We are giving a great deal of thought to the wide range of views on those issues. We shall use the scope provided in the Bill to produce a fall-back scheme which is simple, flexible and workable for both employers and employees and which can be followed where they do not agree different arrangements. We shall consult on our proposals. In the meantime, I hope that the noble Baroness will agree to withdraw the amendment.

Baroness Miller of Hendon: I am indebted to my noble friend Lord Tebbit for tapping me on the shoulder at the appropriate moment so that I did not miss the very good news about Amendment No. 252. I have had two good pieces of news today, although I know that one of those is not necessarily set in stone. That is too much for me to ignore.

I shall read carefully what the Minister said about Amendment No. 249. If I understood him correctly, it appears that there may not be a problem. The Bill may already provide that it is "unpaid." In view of that, I beg leave to withdraw the amendment.

Amendment, by leave, withdrawn.

[Amendments No. 249 to 250 not moved.]

[Amendment No. 251 had been withdrawn from the Marshalled List.]

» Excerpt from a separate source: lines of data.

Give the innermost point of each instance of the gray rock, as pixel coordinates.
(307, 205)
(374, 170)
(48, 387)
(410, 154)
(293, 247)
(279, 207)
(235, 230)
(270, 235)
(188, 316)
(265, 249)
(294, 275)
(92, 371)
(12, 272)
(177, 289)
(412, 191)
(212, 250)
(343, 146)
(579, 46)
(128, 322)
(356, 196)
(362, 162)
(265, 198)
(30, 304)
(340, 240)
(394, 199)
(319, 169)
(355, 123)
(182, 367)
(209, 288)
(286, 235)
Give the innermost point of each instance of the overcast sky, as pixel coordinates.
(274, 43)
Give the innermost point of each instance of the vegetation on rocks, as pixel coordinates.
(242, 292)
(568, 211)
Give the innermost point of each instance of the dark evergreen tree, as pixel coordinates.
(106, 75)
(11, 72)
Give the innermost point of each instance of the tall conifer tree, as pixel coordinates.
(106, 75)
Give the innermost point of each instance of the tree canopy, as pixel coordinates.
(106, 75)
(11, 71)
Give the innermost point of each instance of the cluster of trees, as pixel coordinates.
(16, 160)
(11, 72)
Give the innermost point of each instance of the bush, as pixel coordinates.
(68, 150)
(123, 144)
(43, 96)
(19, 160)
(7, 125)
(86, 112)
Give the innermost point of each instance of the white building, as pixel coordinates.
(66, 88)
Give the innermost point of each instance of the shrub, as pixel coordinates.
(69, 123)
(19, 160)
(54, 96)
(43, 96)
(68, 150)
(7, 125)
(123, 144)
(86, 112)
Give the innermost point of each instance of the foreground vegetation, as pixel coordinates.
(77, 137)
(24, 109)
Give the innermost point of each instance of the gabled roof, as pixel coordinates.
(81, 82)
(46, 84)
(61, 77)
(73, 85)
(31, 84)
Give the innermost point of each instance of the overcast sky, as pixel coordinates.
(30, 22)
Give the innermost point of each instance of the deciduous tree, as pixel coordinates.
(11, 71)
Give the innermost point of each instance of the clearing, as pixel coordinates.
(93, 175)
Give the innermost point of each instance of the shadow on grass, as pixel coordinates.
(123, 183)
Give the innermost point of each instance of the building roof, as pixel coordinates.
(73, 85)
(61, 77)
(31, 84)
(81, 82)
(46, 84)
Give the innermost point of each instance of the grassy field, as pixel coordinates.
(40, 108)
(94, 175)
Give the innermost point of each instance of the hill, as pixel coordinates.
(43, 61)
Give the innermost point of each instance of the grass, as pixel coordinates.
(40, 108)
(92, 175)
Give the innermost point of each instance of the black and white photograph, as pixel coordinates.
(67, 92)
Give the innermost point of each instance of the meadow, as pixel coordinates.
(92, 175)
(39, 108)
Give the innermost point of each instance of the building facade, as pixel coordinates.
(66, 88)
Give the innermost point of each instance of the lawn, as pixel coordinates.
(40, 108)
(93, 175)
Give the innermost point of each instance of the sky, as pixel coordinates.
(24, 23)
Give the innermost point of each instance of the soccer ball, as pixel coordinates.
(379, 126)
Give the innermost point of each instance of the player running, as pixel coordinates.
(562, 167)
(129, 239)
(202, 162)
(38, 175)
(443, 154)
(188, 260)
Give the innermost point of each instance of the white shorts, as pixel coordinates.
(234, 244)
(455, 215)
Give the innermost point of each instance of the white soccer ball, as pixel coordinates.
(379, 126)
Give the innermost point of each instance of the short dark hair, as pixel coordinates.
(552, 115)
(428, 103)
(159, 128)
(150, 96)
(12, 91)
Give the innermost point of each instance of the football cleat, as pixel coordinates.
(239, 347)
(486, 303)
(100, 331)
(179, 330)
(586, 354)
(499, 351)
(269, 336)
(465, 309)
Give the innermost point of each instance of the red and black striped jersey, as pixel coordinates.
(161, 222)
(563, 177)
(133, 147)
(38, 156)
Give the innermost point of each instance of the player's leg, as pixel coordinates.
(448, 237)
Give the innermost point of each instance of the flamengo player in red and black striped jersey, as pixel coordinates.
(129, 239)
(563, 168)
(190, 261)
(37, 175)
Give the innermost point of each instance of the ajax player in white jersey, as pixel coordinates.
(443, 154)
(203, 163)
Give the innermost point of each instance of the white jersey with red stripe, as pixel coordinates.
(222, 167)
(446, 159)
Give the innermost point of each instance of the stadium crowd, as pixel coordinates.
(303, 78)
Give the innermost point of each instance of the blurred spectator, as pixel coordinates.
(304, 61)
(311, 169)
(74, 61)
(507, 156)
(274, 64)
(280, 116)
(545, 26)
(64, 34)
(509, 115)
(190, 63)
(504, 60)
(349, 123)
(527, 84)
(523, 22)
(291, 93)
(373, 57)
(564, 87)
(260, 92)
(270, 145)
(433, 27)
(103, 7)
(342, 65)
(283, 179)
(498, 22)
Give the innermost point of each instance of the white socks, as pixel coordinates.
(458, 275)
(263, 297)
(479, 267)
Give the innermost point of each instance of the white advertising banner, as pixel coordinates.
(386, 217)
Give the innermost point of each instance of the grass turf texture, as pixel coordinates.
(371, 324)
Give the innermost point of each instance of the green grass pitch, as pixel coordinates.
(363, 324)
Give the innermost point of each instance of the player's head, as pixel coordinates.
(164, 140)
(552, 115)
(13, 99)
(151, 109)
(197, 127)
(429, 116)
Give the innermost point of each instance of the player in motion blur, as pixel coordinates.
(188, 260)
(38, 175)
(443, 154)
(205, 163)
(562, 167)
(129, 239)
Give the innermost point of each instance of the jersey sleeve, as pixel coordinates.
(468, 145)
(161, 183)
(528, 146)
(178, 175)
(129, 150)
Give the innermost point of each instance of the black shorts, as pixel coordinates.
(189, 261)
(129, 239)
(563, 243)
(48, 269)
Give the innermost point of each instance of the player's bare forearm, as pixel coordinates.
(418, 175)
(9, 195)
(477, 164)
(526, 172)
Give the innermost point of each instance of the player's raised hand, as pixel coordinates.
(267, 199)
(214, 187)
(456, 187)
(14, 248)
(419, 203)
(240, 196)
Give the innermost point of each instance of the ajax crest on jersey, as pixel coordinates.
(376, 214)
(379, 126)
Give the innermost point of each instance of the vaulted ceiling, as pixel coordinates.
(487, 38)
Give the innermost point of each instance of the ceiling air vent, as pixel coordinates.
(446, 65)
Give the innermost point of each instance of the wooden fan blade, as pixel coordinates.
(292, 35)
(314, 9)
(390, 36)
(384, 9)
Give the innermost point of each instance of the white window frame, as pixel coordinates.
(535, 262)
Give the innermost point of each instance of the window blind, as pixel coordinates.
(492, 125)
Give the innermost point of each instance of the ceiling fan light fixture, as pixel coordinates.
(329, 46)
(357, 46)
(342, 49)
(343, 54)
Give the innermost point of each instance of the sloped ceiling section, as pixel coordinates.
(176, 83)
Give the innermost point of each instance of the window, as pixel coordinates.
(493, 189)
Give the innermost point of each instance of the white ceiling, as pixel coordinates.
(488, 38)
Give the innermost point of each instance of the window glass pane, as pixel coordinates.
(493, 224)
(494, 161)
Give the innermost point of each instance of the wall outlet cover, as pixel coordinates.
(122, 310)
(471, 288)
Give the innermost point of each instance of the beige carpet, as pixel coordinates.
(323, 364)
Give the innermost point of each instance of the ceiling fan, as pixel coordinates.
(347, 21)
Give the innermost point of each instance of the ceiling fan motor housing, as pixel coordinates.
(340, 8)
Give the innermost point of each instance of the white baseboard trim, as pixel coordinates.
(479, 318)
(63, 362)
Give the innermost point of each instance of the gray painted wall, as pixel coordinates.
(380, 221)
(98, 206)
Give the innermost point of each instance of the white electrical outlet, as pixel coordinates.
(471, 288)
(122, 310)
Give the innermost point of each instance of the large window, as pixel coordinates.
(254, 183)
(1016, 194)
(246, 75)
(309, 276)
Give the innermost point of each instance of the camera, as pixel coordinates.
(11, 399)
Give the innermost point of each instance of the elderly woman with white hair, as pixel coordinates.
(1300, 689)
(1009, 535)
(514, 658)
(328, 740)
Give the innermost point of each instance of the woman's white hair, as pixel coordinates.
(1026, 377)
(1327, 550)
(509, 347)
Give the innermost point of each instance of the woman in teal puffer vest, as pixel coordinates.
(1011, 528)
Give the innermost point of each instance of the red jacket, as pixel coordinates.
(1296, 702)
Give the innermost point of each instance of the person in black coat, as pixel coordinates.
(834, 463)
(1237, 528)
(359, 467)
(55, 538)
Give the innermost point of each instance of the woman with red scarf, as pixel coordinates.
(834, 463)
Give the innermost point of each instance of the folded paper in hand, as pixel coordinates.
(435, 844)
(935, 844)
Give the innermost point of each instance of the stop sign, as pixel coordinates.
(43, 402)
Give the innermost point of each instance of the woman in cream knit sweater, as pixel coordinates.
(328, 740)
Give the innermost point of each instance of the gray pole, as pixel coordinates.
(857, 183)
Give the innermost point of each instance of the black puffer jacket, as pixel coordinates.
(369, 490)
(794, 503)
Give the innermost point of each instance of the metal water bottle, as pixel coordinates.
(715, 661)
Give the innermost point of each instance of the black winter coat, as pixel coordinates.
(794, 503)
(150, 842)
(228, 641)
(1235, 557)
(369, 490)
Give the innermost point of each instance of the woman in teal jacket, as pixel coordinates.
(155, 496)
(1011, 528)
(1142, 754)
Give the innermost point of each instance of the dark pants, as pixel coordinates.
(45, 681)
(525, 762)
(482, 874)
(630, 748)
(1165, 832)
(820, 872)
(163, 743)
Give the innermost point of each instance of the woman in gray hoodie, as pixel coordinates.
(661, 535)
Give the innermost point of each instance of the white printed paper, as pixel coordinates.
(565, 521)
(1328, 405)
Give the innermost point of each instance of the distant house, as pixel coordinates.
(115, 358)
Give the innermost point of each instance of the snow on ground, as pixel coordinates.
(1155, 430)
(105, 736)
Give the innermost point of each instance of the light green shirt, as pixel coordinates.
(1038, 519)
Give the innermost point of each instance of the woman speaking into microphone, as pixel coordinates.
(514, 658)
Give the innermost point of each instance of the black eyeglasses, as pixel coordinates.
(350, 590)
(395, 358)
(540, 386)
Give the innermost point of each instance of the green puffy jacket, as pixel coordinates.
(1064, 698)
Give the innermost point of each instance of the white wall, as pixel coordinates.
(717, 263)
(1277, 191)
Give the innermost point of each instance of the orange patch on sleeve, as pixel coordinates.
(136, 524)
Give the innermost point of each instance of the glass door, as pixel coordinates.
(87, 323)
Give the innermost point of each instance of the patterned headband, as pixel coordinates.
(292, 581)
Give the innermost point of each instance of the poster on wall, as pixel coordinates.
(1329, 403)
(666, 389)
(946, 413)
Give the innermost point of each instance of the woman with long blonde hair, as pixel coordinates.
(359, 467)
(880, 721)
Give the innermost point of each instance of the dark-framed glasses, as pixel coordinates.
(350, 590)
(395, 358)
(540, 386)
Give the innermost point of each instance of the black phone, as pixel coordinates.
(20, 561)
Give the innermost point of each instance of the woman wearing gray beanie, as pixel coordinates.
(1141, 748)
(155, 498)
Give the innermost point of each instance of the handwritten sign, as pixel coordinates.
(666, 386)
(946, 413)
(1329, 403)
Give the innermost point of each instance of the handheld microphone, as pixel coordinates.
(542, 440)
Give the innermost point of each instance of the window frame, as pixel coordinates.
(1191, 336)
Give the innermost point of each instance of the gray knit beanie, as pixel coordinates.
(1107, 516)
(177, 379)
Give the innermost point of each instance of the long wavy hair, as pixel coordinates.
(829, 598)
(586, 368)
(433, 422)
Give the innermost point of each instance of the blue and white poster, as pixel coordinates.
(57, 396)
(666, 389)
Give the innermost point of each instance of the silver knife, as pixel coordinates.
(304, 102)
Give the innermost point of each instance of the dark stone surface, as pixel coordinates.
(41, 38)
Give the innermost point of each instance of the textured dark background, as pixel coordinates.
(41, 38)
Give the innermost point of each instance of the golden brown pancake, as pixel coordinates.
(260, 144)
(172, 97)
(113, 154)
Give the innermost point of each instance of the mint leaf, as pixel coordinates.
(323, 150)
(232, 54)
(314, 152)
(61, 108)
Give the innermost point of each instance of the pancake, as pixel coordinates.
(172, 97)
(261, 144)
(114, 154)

[Amendments Nos. 251A to 255 not moved.]

Baroness Miller of Hendon had given notice of her intention to move Amendment No. 256:


Page 67, line 18, leave out from ("hours") to end of line 19 and insert ("on grounds of force majeur for urgent family reasons in case of sickness or accident making the immediate presence of the worker indispensable")

The noble Baroness said: I am slightly confused. In the circumstances, as my notes are together, I shall not move this amendment. I may return on Report to some of the amendments which have not been moved.